According to today's Baltimore Sun, another army report on Abu Ghraib is due out soon.
"A long-awaited report on the role of the Army's military intelligence troops in the abuse of Iraqi detainees at Abu Ghraib prison will recommend that more than two dozen soldiers be disciplined but would spare anyone above the colonel who commanded them at the infamous facility outside Baghdad, Pentagon officials said yesterday.The Army report, expected to be released by the end of the month, contends that responsibility for the abuses goes beyond the seven soldiers from a Maryland-based military police unit who up to now are the only ones to face charges in the scandal, said the officials, who requested anonymity.
The Pentagon officials said the report alleges even more troubling incidents than have been portrayed to date in the testimony of prisoners and soldiers as well as widely circulated pictures of naked Iraqi detainees stacked in pyramids, held on a leash or faced with snarling guard dogs. The officials provided no details.
The report recommends action against the military intelligence soldiers that ranges from administrative punishment carrying penalties such as loss of pay and reduction in rank to the military equivalent of a grand jury proceeding that could lead to court-martial, the officials said."
This is the final report from the investigation originally headed by Gen. Fay, which was charged with investigating the role of military intelligence in the torture at Abu Ghraib. Since Gen. Fay was replaced in order to allow Gen. Sanchez to be investigated, this investigation could have concluded that responsibility went far higher than the colonel in charge of the military intelligence unit. As I understand it, however, it was not directed to look outside the army at either the civilian leadership at the Pentagon or other agencies like the CIA. For an examination of the civilian leadership we must await the report by James Schlesinger and his panel. I am not aware of anyone investigating the CIA, other than Seymour Hersh. For the sake of our credibility abroad and our integrity as a nation, I hope that some investigation or other thinks seriously about the climate created by a civilian leadership that seems to have thought that obedience to basic norms of conduct and international law was for wimps. There are some things that 9/11 did not change, and morality is among them.

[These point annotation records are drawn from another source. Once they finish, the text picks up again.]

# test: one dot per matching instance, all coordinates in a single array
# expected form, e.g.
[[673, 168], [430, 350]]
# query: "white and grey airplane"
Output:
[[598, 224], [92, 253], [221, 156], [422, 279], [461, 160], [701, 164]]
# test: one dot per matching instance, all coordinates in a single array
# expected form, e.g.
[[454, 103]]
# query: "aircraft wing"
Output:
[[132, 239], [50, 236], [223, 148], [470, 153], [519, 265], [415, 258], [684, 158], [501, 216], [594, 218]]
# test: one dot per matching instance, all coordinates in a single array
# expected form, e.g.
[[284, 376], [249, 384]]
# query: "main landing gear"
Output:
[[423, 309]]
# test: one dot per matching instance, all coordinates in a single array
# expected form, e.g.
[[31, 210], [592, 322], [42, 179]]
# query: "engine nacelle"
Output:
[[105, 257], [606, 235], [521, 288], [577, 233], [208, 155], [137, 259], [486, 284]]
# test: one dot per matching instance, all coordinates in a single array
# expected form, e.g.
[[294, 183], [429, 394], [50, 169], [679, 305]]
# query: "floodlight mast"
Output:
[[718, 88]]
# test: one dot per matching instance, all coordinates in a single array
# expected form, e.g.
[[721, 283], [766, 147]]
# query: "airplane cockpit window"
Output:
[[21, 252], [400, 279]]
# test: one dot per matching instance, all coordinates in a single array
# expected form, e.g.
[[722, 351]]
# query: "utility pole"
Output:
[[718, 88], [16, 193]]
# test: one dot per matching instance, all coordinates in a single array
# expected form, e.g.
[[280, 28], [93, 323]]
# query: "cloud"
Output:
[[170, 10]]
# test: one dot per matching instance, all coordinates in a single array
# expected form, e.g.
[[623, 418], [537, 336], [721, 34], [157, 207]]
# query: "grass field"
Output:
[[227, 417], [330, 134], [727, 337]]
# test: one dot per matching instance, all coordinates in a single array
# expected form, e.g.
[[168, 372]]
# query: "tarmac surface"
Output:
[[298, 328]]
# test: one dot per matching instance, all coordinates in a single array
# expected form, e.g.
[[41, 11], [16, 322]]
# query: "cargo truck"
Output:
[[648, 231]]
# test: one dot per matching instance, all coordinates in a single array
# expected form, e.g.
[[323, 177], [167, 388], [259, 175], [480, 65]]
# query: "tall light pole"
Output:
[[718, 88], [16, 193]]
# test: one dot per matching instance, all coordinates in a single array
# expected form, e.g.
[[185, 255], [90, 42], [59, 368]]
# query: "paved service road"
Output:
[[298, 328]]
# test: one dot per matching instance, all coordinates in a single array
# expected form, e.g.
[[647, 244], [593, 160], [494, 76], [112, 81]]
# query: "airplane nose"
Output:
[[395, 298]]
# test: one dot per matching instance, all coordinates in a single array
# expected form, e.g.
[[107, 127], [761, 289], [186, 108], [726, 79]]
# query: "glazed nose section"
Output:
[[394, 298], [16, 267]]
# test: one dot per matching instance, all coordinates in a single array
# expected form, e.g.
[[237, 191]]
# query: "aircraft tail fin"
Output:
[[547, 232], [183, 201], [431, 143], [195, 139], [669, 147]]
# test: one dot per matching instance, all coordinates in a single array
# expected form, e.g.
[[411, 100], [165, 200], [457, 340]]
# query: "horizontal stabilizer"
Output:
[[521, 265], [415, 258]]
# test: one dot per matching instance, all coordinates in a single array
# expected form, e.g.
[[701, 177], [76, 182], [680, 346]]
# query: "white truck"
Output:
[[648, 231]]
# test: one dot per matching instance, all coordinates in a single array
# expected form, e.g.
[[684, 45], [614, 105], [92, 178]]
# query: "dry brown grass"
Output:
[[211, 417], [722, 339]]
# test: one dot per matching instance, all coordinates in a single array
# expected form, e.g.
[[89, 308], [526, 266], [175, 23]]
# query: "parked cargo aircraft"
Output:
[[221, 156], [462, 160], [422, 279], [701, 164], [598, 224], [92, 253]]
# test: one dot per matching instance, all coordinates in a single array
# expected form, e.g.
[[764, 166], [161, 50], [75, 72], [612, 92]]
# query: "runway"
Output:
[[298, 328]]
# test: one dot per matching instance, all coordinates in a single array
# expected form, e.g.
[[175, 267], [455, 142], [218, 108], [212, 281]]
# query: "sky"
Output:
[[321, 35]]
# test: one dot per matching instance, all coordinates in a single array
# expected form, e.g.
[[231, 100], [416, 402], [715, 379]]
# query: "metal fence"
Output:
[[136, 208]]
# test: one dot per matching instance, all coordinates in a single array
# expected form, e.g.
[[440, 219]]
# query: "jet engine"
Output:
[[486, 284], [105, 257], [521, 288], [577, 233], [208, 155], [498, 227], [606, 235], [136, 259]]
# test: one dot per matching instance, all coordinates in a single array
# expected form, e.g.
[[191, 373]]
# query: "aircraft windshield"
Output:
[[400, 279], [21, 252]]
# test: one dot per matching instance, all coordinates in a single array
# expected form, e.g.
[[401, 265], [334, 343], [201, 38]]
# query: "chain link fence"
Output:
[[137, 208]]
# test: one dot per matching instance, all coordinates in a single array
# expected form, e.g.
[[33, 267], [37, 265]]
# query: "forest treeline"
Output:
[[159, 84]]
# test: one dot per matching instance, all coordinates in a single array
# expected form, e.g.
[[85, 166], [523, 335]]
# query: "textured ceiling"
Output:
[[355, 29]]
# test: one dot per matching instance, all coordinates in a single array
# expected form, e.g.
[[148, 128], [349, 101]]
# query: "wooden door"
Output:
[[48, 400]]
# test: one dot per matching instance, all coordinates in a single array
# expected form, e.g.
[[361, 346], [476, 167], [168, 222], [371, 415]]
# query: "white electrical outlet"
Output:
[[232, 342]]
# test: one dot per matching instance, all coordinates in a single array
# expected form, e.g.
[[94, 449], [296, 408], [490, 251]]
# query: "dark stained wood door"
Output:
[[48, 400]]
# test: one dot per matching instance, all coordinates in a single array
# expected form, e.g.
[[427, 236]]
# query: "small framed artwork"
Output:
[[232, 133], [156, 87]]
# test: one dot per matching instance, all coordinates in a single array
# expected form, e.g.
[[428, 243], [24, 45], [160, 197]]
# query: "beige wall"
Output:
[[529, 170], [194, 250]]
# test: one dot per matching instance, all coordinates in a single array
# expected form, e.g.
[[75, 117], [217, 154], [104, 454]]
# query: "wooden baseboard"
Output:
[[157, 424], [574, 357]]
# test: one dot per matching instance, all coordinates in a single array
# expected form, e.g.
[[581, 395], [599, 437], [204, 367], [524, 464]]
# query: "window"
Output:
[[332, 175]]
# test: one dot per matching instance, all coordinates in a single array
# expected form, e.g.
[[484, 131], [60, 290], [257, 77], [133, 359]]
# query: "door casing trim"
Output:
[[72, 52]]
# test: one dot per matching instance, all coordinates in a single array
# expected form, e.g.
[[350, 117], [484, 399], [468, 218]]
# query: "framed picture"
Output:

Jeanne D'Arc of Body and Soul has been all over the prisoner abuse scandal the past week or so. The more recent examples are here:
Torturers' Apprentices
Hidden in the Annex
"They Were Just Joking Around"
While we're waiting for Seymour Hersh
Posted by: Anarch | August 12, 2004 at 08:37 PM
Also, a rather graphic description via Salon of just what was going on there:
Salon's Abu Ghraib coverage
It's behind the wall so you'll need to get a day pass as per usual if you're not a subscriber.
Posted by: Anarch | August 13, 2004 at 12:14 AM
Karl Zinmeister (sp?) had an NRO article that said 20+ Iraqi prisoners were killed in one night of mortar fire (from insurgents, I dont think US troops would fire on Abu Grhaib). Is this true? How many prisoners died from US troops atrocities?